«

»

Eki 02

TÜRK KÖK KÜLTÜRÜ PINAR SUYU KADAR TEMİZDİR

TÜRK KÖK KÜLTÜRÜ PINAR SUYU KADAR TEMİZDİR

Devletin kuruluşunda Diyanet’in siyasete karışması konusu tartışılmış, konuşulmuş ve karara bağlanmıştır. Atatürk, bu kararlılığı Nutuk’ta şöyle anlatmıştır:

“Efendiler, tekke ve zaviyelerle, türbelerin kapatılması ve bütün tarikatlarla, şeyhlik, dervişlik, müritlik, çelebilik, falcılık, büyücülük ve türbedarlık vb. birtakım unvanların kaldırılması ve yasaklanması da Takrîr-i Sükûn Kanunu yürürlükte iken yapılmıştır. Bu konularla ilgili yürütme ve uygulamaların, toplumumuzun, hurafelere inanan, ilkel bir kavim olmadığını göstermek bakımından ne kadar gerekli olduğu takdir olunur.

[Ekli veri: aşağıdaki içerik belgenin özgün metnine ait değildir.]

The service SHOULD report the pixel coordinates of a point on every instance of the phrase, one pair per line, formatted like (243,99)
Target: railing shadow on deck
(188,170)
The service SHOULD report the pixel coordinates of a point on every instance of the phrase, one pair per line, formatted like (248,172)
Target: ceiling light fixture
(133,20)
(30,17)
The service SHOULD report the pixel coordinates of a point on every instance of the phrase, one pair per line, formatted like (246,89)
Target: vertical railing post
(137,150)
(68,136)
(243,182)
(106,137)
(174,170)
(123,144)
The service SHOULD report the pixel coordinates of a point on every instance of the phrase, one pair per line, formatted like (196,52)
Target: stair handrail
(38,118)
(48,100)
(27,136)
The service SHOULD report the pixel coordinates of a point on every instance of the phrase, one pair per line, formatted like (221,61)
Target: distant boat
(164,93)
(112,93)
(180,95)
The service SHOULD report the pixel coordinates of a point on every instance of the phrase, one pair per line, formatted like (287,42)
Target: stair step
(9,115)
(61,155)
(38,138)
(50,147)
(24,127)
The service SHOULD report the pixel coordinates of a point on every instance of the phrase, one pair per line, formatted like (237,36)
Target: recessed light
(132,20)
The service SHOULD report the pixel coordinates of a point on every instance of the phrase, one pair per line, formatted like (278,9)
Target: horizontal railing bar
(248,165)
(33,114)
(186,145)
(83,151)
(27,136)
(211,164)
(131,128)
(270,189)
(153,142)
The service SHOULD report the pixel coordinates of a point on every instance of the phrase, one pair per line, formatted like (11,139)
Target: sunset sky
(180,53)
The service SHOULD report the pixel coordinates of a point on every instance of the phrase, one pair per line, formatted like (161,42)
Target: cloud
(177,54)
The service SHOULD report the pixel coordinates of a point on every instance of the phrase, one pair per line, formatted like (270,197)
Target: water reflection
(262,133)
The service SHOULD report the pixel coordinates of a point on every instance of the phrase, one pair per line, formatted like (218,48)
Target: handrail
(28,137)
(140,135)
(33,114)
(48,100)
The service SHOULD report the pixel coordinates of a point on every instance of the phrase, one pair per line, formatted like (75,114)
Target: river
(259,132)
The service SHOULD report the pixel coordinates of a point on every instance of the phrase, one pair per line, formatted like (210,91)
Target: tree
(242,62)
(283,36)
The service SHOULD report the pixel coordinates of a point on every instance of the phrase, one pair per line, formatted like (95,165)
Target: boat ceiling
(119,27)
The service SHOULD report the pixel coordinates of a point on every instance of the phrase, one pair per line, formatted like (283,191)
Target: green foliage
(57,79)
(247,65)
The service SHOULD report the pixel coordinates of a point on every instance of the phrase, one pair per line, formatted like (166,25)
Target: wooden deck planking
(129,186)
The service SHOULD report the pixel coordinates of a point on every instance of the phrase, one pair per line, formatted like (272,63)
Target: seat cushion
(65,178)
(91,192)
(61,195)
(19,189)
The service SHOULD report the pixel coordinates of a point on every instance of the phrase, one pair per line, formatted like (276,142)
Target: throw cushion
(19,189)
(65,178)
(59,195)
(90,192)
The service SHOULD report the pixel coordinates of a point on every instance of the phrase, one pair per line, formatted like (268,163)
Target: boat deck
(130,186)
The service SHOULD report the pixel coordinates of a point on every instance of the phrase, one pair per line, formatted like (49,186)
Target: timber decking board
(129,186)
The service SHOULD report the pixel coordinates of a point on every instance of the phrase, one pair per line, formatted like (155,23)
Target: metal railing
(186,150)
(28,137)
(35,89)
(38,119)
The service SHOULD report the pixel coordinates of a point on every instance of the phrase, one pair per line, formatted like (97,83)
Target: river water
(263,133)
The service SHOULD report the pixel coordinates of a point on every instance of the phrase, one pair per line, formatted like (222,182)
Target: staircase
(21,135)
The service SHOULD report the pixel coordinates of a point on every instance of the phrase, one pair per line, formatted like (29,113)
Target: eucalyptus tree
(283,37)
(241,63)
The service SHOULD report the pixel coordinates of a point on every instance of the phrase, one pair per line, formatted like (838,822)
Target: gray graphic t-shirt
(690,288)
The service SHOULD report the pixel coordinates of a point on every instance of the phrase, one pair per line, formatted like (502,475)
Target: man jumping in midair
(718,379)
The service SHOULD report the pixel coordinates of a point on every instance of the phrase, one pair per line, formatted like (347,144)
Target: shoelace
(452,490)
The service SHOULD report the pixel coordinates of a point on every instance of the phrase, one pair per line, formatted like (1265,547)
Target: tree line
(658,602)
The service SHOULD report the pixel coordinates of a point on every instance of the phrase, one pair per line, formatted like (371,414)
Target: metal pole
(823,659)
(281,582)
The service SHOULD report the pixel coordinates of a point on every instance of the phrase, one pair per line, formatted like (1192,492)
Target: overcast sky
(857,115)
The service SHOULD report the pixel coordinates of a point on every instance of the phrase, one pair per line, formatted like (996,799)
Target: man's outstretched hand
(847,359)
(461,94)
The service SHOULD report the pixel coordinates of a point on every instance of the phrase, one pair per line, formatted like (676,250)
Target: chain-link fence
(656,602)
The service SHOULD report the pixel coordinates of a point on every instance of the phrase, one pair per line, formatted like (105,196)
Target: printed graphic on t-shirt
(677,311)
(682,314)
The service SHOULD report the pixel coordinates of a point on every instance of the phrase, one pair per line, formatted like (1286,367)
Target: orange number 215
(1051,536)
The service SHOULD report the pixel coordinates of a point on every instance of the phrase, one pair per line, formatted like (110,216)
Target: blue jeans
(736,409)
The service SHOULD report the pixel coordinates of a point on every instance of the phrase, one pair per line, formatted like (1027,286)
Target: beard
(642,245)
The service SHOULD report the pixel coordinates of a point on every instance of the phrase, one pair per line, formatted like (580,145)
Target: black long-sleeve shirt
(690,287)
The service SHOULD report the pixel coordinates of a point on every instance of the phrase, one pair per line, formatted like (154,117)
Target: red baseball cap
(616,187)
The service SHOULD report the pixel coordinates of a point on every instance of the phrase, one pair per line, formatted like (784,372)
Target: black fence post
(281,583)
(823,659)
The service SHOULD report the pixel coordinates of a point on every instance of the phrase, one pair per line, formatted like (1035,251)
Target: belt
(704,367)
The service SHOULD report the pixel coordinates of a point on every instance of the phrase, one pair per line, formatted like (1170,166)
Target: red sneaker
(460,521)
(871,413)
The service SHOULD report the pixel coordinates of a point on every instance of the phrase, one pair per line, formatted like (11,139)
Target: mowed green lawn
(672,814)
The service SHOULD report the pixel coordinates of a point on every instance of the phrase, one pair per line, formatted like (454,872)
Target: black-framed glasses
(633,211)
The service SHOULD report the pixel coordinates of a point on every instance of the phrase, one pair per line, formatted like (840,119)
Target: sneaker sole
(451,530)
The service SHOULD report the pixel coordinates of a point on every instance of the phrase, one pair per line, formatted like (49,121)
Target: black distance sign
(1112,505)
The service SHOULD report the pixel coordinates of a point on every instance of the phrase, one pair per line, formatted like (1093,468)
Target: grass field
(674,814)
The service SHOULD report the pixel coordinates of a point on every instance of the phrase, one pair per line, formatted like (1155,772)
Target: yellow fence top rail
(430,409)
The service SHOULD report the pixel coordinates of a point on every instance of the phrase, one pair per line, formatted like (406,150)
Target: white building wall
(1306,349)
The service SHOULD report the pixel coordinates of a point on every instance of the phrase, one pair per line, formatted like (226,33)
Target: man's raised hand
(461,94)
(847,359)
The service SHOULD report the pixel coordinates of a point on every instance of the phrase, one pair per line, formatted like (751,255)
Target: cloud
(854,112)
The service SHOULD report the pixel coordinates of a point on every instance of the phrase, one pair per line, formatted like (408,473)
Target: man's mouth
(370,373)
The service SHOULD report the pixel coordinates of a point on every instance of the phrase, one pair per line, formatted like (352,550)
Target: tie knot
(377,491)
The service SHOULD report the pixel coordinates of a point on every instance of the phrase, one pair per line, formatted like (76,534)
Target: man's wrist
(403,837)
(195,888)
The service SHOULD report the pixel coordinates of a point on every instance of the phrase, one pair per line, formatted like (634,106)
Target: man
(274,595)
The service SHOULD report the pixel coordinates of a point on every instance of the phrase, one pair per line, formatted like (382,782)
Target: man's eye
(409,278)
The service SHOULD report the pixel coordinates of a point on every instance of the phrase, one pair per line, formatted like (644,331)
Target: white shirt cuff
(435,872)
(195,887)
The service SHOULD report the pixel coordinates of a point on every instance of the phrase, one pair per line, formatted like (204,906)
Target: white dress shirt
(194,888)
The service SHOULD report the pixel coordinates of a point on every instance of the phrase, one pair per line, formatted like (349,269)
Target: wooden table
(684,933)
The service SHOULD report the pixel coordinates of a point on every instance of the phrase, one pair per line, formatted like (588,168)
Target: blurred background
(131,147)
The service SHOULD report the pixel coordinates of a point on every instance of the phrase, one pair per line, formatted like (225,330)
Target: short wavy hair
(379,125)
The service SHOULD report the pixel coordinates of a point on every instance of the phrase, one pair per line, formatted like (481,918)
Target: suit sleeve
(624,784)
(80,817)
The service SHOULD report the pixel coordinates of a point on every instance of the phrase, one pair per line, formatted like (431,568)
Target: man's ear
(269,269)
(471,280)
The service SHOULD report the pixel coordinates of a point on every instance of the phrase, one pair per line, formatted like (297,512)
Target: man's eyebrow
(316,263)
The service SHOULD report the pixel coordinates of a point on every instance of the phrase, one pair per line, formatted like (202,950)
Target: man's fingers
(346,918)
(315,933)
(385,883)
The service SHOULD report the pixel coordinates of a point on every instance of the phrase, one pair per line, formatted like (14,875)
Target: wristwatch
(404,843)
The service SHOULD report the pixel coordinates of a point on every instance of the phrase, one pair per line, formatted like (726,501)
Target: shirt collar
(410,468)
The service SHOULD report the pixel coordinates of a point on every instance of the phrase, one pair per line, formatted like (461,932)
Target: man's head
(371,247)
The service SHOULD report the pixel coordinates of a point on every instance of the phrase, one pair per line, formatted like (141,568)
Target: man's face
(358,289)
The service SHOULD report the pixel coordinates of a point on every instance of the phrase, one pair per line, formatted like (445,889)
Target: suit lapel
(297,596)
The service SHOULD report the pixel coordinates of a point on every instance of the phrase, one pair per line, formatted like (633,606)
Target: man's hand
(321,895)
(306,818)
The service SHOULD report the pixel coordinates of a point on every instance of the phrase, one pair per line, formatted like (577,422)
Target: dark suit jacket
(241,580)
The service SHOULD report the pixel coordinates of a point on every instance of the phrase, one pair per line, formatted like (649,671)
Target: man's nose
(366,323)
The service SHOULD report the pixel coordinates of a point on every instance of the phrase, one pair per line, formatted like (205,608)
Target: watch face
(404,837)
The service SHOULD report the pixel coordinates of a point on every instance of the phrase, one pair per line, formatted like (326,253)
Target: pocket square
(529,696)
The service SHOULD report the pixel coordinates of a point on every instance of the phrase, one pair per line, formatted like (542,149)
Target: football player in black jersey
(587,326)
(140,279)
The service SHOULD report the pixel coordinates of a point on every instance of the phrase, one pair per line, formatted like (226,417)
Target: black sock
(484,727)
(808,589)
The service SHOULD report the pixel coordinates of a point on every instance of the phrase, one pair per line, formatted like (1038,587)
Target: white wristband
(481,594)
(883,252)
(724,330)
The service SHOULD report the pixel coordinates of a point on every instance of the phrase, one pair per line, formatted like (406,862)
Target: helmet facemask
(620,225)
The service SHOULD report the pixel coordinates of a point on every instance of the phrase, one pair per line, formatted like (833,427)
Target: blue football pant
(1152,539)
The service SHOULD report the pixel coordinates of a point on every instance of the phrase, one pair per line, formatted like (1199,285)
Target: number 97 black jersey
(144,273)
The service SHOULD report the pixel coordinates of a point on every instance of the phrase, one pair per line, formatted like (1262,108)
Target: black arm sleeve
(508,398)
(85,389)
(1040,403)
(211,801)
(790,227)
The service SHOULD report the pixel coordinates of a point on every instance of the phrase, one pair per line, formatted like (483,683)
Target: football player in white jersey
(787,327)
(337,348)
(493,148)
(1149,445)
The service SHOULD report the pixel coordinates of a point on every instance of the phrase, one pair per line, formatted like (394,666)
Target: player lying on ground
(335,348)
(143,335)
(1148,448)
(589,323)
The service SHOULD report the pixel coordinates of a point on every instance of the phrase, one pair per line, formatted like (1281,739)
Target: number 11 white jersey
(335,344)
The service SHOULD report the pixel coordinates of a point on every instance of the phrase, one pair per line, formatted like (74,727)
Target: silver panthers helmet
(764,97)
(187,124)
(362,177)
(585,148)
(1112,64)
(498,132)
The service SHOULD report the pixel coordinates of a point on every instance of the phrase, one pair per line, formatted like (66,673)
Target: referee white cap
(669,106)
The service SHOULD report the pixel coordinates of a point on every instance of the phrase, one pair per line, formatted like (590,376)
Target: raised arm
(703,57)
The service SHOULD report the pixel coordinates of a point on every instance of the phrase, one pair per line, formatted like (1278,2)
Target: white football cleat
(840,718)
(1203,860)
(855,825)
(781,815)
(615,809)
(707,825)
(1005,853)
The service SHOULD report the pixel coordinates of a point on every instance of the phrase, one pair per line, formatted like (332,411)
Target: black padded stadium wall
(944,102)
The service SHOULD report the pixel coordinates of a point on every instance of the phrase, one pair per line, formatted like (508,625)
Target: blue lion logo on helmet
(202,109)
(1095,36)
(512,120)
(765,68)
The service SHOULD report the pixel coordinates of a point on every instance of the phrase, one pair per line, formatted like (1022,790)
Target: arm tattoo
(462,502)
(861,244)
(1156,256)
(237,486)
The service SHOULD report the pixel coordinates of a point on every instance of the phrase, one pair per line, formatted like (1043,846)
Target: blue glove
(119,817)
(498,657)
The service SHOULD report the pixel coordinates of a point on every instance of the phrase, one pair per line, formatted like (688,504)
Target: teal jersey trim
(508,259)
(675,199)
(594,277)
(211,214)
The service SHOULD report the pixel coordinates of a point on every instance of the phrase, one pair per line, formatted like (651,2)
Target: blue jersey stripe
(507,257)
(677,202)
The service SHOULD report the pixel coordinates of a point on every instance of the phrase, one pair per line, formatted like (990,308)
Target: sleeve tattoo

Birtakım şeyhlerin, dedelerin, seyyitlerin, çelebilerin, babaların, emirlerin arkasından sürüklenen, kaderlerini ve hayatlarını falcılara, büyücülere, üfürükçülere, muskacıların ellerine bırakan insanlardan meydana gelmiş bir topluluğa bir millet gözüyle bakılabilir mi?

Milletimizin kendine has niteliğini yanlış şekilde gösterebilen ve yüzyıllarca göstermiş olan bu gibi unsurlar ve kuruluşlar, yeni Türkiye Devleti’nde Türkiye Cumhuriyeti’nde devam ettirilmeli miydi? Buna önem vermemek, ilerleme ve yenileşme adına pek büyük ve düzeltilmesi imkânsız bir yanılma olmaz mıydı? İşte biz, Takrîr-i Sükûn Kanunu’nun yürürlükte olmasından yararlandık ise, bu tarihî hatâyı bir daha işlememek için, milletimizin alnını olduğu gibi açık ve ak göstermek için, milletimizin mutaassıp ve ortaçağ zihniyetinden olmadığını ispat etmek için yararlandık.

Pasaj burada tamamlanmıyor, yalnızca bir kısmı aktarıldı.